Figure 10. Drip-free connectors make connections fast, clean and reliable
Finally, connections between cooling system elements are typically a combination of piping and hoses to adapt to the implementation. There’s a large range of flexible hoses from the hydraulics industry that handle a wide temperature range and include UV rated offerings for outdoor installations. Rigid piping is typically used for longer distances and support. Metal piping provides greater support at greater cost while plastic piping costs less and is easier to work with – but provides less support. Depending on site requirements, rigid piping can be buried or above ground, and can run long distances – 10’s or 100’s of meters – for which you can use insulated piping to reduce impact on heat exchanger thermal load.

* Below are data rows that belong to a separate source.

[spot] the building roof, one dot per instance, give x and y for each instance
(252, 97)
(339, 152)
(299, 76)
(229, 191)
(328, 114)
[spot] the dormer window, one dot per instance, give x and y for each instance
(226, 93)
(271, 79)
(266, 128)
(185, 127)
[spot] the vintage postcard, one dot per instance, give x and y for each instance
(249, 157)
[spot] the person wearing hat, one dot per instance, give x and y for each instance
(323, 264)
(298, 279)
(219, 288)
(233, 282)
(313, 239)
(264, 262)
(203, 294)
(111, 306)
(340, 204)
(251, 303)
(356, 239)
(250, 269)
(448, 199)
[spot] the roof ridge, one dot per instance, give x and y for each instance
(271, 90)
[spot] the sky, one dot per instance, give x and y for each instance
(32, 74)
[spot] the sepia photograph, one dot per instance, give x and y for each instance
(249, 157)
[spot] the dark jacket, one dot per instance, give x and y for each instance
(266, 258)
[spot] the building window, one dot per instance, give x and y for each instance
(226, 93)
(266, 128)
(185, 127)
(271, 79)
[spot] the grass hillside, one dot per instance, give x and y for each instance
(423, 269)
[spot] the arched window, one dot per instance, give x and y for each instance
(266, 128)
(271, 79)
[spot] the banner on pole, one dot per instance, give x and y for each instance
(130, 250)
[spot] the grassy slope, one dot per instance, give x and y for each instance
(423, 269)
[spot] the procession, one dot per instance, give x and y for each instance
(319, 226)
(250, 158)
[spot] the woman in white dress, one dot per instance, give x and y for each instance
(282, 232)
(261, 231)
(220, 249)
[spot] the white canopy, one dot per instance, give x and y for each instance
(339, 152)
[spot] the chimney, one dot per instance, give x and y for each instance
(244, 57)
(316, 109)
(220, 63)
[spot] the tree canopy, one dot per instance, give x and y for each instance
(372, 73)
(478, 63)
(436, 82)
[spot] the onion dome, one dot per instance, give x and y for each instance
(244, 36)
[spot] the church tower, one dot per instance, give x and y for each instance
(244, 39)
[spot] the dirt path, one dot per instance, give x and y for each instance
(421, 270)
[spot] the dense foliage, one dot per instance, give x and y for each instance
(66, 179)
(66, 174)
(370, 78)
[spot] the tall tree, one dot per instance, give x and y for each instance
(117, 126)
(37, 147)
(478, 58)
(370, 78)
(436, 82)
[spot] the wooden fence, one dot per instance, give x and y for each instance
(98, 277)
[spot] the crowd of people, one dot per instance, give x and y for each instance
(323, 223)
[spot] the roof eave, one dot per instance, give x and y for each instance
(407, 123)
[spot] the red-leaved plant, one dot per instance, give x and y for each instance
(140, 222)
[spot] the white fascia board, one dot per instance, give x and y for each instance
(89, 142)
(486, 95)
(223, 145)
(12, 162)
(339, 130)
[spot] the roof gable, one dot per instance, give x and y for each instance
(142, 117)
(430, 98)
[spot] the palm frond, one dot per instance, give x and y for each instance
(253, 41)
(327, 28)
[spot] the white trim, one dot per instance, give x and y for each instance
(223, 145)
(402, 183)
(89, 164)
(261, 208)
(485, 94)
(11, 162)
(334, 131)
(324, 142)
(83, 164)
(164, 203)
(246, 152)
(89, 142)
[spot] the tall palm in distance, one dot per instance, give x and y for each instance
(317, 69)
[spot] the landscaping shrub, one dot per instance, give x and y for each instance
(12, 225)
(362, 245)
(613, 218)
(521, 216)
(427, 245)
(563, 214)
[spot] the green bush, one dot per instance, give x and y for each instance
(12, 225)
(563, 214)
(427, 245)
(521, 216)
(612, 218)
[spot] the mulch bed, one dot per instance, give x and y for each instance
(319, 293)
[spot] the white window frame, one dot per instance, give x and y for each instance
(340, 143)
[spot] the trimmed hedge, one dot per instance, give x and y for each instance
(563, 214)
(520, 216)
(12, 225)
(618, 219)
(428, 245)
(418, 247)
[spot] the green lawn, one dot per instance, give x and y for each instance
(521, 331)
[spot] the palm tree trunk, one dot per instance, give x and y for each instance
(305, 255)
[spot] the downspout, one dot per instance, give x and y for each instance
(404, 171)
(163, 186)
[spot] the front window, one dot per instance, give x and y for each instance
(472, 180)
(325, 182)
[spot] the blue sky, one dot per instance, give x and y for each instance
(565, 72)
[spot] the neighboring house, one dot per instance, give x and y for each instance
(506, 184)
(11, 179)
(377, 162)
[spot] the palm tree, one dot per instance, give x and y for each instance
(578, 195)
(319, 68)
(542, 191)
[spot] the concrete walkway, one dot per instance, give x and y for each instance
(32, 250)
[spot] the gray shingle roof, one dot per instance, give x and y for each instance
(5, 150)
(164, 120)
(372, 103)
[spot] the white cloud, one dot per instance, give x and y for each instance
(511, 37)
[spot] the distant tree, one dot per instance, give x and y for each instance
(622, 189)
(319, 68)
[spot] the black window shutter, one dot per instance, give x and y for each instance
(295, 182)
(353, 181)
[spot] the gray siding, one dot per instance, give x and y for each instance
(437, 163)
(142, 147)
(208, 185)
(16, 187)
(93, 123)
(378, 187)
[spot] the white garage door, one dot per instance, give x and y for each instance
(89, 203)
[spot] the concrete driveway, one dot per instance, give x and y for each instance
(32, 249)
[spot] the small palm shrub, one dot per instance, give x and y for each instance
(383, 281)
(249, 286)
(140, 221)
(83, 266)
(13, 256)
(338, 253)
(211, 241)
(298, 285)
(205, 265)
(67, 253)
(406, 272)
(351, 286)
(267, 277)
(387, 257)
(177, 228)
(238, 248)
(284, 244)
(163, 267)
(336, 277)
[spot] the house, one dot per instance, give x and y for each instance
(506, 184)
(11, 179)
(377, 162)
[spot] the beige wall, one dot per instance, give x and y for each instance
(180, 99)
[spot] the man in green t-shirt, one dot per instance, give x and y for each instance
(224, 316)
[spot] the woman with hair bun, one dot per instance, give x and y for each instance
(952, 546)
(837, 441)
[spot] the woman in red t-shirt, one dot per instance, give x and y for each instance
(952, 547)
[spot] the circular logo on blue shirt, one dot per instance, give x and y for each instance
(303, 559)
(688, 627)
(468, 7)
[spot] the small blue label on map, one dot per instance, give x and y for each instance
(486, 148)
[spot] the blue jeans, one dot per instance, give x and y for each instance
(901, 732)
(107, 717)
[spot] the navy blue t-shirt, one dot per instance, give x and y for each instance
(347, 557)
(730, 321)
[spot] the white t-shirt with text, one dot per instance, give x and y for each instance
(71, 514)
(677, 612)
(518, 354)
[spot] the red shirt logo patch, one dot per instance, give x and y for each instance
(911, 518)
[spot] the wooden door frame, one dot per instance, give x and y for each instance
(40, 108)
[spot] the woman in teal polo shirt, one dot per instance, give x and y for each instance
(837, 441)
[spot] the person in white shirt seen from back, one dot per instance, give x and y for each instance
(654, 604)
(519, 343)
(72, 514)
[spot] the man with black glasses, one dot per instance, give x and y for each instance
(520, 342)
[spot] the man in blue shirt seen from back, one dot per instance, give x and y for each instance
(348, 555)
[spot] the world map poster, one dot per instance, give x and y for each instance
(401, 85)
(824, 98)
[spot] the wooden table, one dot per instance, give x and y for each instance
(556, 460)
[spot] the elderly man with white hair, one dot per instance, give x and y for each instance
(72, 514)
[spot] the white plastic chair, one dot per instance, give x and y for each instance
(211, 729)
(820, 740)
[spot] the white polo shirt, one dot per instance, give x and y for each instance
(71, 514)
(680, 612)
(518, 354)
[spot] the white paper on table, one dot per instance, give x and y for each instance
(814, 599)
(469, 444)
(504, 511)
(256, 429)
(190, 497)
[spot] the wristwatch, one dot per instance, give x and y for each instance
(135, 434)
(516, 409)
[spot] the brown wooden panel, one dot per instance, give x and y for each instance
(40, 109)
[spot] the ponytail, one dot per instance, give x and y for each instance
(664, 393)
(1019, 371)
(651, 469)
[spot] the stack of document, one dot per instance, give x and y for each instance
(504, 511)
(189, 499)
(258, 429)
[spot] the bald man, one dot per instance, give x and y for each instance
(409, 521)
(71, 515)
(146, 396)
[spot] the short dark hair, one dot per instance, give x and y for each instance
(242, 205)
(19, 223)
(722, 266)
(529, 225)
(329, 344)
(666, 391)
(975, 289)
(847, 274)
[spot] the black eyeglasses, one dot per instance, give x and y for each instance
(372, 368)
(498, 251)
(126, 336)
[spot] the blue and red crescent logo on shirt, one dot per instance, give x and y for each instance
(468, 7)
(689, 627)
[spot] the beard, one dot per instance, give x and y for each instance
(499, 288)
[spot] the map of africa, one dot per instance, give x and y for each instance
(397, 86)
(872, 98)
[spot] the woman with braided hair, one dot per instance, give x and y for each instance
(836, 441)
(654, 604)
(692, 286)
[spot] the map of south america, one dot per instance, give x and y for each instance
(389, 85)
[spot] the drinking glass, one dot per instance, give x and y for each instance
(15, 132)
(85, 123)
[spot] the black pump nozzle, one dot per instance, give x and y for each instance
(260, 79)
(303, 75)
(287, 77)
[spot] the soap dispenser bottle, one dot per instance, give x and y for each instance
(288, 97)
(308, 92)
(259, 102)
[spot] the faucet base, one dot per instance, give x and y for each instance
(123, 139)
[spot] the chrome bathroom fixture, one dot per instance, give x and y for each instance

Figure 11. A wide range of pipes and hoses are available for installation flexibili
Liquid-Cooled HPA Solutions.
The significant advantages of liquid-cooled HPAs make it straightforward to select liquid-cooling for new terminals with large RF power requirements, and a viable option for existing terminal upgrades. Whether to reduce or eliminate maintenance issues, simplify hub design, eliminate a large thermal load from indoor HPAs, or reduce noise in your neighborhood, you will probably find yourself thinking about using these. The cooling system equipment needed is readily available and not costly, so more and more teleports and gateways will be implementing liquid-cooled HPAs.